# Introduction

Volatility is one of the most commonly heard phrases on the trading floor, and for good reason. Volatility is a term used in financial markets to describe how much prices fluctuate. Market instability and significant price fluctuations are linked with high volatility, whereas calm and peaceful markets are associated with low volatility.The trading of options, whose price is directly connected to the volatility of the underlying product, necessitates precise volatility prediction for trading businesses like Optiver.


<font color = 'blue'>
Content:
    
1. [Load and Check Data](#1)
1. [Variable Description](#2)  
    * [Univariate Variable Analysis](#3)
        * [Categorical Variable](#4)
        * [Numerical Variable](#5)
1. [Basic Data Analysis](#6)
1. [Outlier Detection](#7)
1. [Missing Value](#8)
    * [Find Missing Value](#9)
    * [Fill Missing Value](#10)
1. [Visualization](#11)
    * [Correlation Between time_id -- stock_id -- target](#12)
    * [stock_id -- target](#13)

In [None]:
# This Python 3 environment comes with many helpful analytics libraries installed
# It is defined by the kaggle/python Docker image: https://github.com/kaggle/docker-python
# For example, here's several helpful packages to load

import numpy as np # linear algebra
import pandas as pd # data processing, CSV file I/O (e.g. pd.read_csv)
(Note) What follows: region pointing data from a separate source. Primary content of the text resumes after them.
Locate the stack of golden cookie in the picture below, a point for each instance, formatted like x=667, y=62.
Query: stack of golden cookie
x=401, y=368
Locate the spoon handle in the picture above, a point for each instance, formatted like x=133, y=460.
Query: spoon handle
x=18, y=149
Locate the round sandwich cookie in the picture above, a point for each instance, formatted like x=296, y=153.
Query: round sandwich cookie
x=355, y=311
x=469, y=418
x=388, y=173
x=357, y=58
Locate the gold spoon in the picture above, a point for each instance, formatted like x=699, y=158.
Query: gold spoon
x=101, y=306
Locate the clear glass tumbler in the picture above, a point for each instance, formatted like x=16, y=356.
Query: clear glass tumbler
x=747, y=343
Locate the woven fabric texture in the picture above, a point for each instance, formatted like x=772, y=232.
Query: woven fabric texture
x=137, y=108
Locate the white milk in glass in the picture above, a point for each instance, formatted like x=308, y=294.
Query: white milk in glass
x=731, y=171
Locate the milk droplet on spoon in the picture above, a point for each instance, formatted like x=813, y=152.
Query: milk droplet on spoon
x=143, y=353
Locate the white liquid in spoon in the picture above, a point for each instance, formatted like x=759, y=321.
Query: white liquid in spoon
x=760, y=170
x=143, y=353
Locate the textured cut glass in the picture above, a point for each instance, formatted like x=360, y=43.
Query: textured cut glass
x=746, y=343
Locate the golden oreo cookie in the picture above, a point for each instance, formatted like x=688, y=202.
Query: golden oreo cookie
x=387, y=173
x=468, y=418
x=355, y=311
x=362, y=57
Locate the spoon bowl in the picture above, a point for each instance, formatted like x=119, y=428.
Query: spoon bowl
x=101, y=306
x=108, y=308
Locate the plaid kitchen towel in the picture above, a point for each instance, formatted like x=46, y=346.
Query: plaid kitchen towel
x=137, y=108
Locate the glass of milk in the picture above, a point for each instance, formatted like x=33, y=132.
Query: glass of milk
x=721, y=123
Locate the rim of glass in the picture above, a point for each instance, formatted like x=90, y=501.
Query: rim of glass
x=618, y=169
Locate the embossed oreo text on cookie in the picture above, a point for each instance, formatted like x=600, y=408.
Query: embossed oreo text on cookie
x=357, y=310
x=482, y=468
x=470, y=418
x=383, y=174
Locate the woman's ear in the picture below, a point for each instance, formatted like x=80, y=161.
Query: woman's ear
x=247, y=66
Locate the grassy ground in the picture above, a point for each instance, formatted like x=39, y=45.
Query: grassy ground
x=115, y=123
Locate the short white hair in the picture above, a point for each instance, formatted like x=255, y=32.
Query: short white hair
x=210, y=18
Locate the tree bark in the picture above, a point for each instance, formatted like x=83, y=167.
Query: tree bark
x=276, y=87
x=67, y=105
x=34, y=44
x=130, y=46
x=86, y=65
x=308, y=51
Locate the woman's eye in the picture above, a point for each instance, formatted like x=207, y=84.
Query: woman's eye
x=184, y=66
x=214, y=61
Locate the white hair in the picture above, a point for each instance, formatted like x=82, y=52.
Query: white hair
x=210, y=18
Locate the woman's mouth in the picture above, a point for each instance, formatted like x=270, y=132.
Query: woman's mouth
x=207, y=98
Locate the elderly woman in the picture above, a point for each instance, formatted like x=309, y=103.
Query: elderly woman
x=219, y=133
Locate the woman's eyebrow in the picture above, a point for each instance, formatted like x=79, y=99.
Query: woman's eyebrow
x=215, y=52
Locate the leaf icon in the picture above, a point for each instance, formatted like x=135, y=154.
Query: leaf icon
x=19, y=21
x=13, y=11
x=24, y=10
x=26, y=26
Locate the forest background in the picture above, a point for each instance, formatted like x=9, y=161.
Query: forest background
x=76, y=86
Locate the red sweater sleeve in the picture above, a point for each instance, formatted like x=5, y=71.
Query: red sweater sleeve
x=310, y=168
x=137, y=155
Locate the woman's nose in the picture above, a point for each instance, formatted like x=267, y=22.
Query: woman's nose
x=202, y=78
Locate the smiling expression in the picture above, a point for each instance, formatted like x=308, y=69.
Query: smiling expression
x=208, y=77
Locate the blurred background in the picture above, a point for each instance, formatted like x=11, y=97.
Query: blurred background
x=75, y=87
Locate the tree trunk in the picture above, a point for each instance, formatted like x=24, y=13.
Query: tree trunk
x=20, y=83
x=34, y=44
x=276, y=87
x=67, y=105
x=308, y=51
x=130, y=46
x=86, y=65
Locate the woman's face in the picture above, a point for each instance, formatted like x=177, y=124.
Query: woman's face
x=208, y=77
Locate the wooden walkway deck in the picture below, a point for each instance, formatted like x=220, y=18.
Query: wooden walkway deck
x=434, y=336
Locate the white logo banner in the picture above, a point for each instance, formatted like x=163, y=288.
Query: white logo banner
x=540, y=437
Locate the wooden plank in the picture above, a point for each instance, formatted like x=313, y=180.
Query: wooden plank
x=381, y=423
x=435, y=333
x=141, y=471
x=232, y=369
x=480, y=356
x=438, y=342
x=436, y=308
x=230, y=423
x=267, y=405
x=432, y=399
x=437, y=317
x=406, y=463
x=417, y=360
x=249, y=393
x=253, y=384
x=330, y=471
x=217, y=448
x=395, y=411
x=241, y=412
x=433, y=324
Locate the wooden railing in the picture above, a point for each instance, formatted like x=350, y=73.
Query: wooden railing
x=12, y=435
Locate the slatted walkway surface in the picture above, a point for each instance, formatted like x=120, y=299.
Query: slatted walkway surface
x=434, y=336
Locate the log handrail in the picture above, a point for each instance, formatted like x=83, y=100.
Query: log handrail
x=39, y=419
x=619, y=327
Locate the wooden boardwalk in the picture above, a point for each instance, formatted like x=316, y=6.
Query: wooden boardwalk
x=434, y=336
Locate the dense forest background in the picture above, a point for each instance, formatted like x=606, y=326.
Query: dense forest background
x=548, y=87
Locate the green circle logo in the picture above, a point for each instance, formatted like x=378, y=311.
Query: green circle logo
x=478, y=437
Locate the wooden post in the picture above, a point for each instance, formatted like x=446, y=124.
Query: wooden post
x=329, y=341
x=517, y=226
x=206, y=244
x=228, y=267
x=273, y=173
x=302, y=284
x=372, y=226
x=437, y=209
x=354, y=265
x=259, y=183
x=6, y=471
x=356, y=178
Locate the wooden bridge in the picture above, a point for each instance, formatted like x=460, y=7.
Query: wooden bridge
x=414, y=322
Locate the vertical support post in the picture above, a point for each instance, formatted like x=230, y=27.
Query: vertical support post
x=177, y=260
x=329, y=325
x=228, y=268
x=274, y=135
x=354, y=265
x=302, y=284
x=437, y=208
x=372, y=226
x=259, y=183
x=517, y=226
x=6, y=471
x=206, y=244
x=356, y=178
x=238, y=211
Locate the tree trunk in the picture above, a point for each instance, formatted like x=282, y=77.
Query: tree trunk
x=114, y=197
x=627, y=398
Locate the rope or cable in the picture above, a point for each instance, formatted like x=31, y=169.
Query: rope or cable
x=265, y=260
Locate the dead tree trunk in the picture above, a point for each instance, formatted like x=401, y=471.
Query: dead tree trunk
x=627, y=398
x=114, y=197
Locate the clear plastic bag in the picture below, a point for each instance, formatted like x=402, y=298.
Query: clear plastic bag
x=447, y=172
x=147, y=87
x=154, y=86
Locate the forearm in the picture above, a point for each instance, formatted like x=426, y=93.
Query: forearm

import matplotlib.pyplot as plt
plt.style.use("seaborn-whitegrid")

import seaborn as sns

from collections import Counter

import warnings
warnings.filterwarnings("ignore")

# Input data files are available in the read-only "../input/" directory
# For example, running this (by clicking run or pressing Shift+Enter) will list all files under the input directory

import os
for dirname, _, filenames in os.walk('/kaggle/input'):
    for filename in filenames:
        print(os.path.join(dirname, filename))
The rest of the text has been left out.